To make the database even easier to use, the patterns have been grouped in families according to their basic configuration. These families are: basement, basic workhome, infill, layer cake, loft, machiya, off-the peg, passage, shop/house, transformable furniture, workbay and workbox. Here is a brief description of each of them:
Workhomes in which the work activities take place mainly in a basement.
Adaptations of an ordinary two storey house of moderate size.
Workhomes in which work and home elements are placed side by side along the street frontage. Often the work element “infills” between houses.
Multi-storey workhomes in which work and home elements are interleaved floor by floor.
Workhomes where the work element is in the attic. Often there is a workspace on the ground floor as well.
Workhomes based on the traditional Japanese Machiya which incorporates small gardens at intervals in the depth of the site, separating the building into different zones.
Off the Peg
Work-dominant plans inspired by the idea that a workhome might be created from a combination of “off the peg” space-enclosing elements.
Workhomes in which the work element is in the back garden, accessible by a passageway between the houses.
The traditional “living above the shop” arrangement.
Workhomes incorporating dual-use spaces that are transformed by special furniture.
The commonest form of workbay is a back extension on an ordinary house, but workbays can also be front, side and upward extensions.
A more sophisticated version of the traditional shed at the bottom of the garden.
Each individual database record contains information about one workhome pattern.

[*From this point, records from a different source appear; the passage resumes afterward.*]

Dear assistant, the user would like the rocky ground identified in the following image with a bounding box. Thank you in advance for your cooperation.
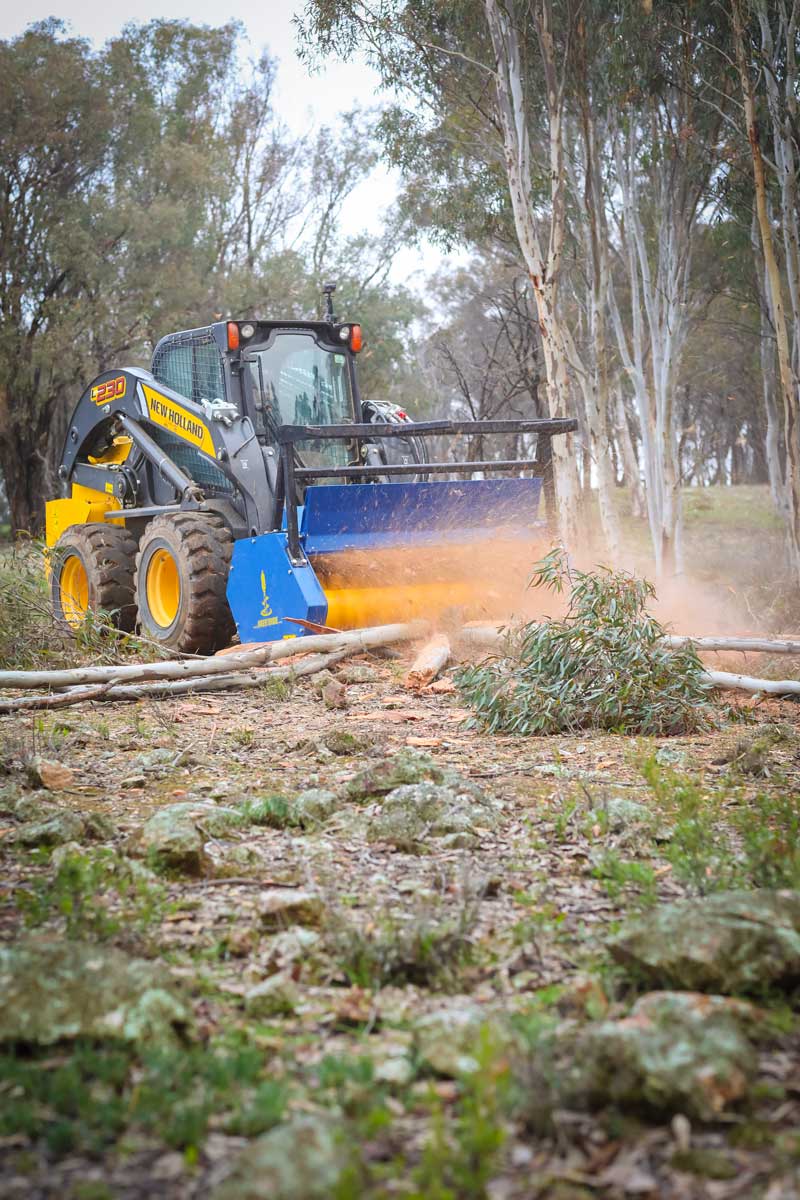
[1,644,800,1199]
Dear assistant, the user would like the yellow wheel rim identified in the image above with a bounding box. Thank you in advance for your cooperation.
[60,554,89,627]
[146,548,181,629]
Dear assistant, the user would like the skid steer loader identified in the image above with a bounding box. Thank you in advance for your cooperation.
[46,286,576,653]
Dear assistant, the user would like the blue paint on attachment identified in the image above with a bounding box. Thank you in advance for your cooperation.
[227,532,328,643]
[302,478,543,555]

This information always includes floor plans and a diagrammatic block plan. In most cases there is additional information which might include: a detailed description, a cutaway three dimensional drawing, a three dimensional “SketchUp” model that you can download and view from any angle, a link to relevant precedents in the precedents database, and an animated flash sequence which shows various ways in which the pattern can be varied, extended or altered.